Disdikbud Hidupkan Permainan Tradisional Minang

Administrator
- Kamis, 23 Juni 2016 | 04:54 WIB

PADANG, HALUAN—Untuk menyamakan persepsi dan konsep kebudayaan di Dinas Pendidikan serta pelaku sejarah di Minangkabau, Dinas Pendidikan dan Kebudayaan (Disdikbud) Sumbar mengadakan Rapat Kerja (Rakor) dengan sejarawan dan budayawan kabupaten kota se-Sumbar di Premier Basko Hotel, 20-23 Juni 2016. Salah satu hal yang mengemuka dari Rakor ini adalah menghidupkan kembali permainan tradisional di sekolah.

Kasi Sepur Disdikbud Sumbar Drs Defrizal ber­harap ada sinkronisasi pro­gram provinsi ke kabupaten kota karena yang mengelola kebudayaan di kabupaten kota ini berada di SKPD yang masih beragam. Salah satu nomenklaturnya yang sama dengan nasional dan provinsi adalah Pesisir Selatan.

Di lapangan, kebudayaan ini dikelola oleh dua pihak yakni dinas pendidikan da­lam hal ini  guru seni budaya dan guru sejarah, sementara untuk sanggar, seniman, budayawan dikelola oleh pelaku budaya yaitu Dinas Pariwisata. Oleh sebab itu,  dengan Rakor ini, apa yang direncanakan untuk tahun 2017 tepat sasaran dan tidak asal jadi dalam pe­nger­jaan program yang ada.

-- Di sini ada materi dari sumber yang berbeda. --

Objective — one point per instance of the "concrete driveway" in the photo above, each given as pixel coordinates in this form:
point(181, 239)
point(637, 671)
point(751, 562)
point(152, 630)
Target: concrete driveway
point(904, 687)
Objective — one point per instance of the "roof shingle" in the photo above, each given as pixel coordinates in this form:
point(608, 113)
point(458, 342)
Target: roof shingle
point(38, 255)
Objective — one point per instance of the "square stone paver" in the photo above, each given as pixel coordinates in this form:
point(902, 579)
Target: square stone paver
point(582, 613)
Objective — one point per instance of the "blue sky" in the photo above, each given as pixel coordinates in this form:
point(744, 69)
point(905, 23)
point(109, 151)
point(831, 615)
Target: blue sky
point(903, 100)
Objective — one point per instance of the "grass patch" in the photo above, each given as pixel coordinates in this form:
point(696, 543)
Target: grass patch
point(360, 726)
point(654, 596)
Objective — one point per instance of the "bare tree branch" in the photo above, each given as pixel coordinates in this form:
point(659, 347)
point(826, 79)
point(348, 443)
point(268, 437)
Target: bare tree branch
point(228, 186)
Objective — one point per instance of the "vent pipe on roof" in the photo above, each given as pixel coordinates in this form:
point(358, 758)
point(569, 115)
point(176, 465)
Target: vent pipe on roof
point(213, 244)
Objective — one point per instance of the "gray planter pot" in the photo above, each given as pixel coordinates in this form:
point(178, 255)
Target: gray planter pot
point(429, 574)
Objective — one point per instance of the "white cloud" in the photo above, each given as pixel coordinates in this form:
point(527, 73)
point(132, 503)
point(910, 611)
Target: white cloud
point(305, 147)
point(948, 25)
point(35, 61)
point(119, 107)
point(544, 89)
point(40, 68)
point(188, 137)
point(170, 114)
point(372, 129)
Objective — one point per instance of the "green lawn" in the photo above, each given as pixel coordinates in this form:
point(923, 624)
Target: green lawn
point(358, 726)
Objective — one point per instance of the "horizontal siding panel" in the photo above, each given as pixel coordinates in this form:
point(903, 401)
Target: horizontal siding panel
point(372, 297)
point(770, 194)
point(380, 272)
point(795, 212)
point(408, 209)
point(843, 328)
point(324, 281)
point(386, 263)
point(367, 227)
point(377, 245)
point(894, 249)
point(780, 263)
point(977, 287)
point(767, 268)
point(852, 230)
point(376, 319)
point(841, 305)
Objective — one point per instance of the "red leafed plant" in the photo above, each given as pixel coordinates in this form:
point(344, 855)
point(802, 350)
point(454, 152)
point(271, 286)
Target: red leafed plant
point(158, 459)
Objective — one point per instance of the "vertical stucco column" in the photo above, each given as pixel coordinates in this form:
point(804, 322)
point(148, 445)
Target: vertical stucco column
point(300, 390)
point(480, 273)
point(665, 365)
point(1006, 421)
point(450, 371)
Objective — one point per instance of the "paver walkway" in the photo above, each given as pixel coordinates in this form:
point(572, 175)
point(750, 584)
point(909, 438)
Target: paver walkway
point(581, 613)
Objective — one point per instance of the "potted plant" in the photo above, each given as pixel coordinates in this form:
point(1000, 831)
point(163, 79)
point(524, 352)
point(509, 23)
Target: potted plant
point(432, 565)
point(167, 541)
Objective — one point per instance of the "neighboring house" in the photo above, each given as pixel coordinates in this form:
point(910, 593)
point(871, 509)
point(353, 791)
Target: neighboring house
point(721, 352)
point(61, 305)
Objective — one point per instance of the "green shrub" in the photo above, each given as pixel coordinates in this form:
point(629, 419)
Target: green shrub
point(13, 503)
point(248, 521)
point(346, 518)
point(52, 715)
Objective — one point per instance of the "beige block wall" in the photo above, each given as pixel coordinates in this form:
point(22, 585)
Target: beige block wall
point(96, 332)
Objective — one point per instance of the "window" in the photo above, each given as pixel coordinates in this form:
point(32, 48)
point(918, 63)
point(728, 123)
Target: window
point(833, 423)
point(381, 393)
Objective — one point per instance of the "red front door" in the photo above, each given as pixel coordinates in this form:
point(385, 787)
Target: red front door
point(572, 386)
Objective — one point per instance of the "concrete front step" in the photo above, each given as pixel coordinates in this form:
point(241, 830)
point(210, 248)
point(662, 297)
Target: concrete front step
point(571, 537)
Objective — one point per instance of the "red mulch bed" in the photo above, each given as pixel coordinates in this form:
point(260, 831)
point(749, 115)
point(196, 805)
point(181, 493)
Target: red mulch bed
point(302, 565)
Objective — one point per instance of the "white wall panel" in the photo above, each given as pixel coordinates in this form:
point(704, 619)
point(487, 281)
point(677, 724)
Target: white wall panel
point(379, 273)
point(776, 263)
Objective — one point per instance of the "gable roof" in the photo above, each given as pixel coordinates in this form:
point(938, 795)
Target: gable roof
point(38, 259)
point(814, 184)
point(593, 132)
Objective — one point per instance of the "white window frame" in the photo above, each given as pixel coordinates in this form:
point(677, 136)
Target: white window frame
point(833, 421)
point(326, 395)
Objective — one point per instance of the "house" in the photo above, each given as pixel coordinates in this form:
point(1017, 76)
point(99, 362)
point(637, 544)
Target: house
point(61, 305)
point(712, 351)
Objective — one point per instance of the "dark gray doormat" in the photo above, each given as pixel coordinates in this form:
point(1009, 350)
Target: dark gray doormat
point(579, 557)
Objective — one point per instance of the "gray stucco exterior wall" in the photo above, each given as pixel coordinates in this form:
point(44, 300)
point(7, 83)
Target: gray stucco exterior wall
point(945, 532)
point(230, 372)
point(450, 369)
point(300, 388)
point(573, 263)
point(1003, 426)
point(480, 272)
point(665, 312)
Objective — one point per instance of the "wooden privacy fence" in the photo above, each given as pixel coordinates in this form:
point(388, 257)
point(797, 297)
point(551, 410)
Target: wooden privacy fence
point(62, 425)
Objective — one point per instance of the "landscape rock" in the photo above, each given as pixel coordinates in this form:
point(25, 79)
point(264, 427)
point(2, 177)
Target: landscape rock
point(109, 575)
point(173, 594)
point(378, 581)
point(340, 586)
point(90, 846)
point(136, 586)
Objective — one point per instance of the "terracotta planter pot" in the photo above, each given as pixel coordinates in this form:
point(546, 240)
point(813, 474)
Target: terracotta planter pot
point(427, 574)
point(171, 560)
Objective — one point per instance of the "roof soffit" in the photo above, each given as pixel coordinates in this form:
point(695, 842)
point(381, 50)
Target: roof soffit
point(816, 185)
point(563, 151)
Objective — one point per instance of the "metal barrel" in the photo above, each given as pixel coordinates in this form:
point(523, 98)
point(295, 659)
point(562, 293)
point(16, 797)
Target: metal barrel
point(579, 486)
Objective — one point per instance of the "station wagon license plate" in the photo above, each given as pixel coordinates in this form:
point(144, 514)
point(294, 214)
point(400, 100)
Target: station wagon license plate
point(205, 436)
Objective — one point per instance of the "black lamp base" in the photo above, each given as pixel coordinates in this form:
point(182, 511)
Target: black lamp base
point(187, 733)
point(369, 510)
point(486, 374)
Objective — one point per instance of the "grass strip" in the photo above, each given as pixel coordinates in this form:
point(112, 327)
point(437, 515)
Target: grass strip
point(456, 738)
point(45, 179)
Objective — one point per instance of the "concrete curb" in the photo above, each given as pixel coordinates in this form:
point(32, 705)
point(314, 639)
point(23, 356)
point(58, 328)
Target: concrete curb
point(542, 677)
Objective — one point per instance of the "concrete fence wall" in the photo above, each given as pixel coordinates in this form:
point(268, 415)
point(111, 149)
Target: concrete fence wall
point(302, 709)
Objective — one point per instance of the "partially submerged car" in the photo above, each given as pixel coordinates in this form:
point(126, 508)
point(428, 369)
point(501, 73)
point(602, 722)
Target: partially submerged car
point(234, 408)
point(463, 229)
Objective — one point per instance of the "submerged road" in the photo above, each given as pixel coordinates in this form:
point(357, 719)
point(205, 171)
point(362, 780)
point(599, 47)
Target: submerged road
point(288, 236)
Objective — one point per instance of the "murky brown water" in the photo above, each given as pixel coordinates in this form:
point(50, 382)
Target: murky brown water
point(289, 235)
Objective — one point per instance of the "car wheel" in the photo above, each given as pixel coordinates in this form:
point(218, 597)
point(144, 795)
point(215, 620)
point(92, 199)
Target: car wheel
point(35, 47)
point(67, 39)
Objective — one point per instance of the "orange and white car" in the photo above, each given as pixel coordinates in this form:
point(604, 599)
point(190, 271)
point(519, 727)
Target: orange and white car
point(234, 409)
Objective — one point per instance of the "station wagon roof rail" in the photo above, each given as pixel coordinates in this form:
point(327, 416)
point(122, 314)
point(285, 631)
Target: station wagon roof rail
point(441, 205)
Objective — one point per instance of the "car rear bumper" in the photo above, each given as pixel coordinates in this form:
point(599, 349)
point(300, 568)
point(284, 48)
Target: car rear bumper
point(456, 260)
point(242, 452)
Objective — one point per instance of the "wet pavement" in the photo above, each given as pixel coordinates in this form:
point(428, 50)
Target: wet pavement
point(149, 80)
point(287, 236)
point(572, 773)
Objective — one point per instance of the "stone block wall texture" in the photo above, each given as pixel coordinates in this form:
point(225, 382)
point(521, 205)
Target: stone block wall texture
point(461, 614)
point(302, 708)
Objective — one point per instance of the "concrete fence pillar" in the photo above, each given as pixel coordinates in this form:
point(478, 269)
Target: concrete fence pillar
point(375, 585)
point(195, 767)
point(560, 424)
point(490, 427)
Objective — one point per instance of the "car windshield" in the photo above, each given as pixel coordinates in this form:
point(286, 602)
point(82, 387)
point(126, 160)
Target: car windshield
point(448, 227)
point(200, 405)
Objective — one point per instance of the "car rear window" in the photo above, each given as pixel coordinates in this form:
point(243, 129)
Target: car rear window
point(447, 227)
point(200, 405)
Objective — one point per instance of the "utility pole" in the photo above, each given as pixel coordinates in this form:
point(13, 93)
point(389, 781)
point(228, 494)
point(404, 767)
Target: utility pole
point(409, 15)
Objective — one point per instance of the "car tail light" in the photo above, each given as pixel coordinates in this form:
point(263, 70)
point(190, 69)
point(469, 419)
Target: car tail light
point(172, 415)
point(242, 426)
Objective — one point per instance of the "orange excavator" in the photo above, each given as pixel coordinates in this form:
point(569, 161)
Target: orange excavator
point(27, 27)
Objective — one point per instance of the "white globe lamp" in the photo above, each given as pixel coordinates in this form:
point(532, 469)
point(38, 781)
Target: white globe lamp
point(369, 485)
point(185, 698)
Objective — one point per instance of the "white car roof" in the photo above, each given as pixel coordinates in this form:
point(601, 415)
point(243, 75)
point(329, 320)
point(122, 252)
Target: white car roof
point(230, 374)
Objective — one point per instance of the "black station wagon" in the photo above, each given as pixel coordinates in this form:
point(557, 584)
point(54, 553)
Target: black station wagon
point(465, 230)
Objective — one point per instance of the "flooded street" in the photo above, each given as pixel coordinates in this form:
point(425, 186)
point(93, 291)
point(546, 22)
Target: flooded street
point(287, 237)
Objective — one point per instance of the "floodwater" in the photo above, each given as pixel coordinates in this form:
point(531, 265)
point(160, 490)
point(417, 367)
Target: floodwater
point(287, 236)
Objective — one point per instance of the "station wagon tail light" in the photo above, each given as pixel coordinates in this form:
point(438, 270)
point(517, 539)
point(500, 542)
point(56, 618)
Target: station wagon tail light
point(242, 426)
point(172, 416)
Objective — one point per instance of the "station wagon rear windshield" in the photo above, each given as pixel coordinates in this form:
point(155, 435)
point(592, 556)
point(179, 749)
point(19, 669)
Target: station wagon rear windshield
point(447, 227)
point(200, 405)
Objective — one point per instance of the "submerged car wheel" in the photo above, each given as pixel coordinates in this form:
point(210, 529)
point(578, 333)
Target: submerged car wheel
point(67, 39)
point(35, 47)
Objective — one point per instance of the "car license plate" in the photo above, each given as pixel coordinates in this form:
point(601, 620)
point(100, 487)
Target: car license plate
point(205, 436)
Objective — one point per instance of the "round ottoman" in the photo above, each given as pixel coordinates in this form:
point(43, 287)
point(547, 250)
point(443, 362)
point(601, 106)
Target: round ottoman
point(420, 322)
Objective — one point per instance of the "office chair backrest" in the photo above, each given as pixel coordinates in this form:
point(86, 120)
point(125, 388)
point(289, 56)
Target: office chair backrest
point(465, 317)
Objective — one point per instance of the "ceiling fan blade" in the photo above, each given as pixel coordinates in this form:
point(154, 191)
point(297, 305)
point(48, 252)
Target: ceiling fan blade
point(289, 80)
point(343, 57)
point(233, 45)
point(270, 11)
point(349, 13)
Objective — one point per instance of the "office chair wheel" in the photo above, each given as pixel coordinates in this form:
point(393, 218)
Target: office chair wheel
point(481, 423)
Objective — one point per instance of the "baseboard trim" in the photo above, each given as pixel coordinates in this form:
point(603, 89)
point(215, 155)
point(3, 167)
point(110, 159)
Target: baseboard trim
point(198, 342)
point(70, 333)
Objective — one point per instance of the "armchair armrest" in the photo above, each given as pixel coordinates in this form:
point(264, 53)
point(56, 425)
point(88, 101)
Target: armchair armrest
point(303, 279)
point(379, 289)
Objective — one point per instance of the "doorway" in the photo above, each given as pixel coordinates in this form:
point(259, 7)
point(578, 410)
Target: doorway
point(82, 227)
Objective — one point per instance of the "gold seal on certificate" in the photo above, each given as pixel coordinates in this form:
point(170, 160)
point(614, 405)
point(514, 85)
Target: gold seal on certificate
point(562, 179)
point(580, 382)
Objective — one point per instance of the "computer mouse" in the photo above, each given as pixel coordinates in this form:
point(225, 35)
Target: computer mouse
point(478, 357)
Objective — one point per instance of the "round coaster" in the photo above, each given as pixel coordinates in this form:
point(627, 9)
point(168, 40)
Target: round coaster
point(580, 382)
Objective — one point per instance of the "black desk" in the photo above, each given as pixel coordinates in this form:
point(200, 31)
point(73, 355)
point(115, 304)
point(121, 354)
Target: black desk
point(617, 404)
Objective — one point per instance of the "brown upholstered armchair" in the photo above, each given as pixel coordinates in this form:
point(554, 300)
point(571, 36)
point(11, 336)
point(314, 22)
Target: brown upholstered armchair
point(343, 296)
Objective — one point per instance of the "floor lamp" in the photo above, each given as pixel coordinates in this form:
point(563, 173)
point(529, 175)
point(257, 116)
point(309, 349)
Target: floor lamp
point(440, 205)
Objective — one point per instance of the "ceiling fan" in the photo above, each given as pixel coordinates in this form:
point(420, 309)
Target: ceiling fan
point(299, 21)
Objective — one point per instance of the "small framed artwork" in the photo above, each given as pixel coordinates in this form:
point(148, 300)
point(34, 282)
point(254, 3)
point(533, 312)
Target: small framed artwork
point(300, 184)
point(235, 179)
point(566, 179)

Dengan masuknya ke­bu­dayaan ke dinas pendidikan, tujuan utamanya adalah un­tuk melestarikan dan pen­gem­bangan kebudayaan itu sendiri. Pelestarian tersebut di antaranya, dalam bentuk lomba, pelatihan terhadap guru seni budaya, guru se­jarah, dan apa yang harus dilestarikan disampaikan pada para guru sehingga para siswa akan memahami hakiki budaya Minangkabau.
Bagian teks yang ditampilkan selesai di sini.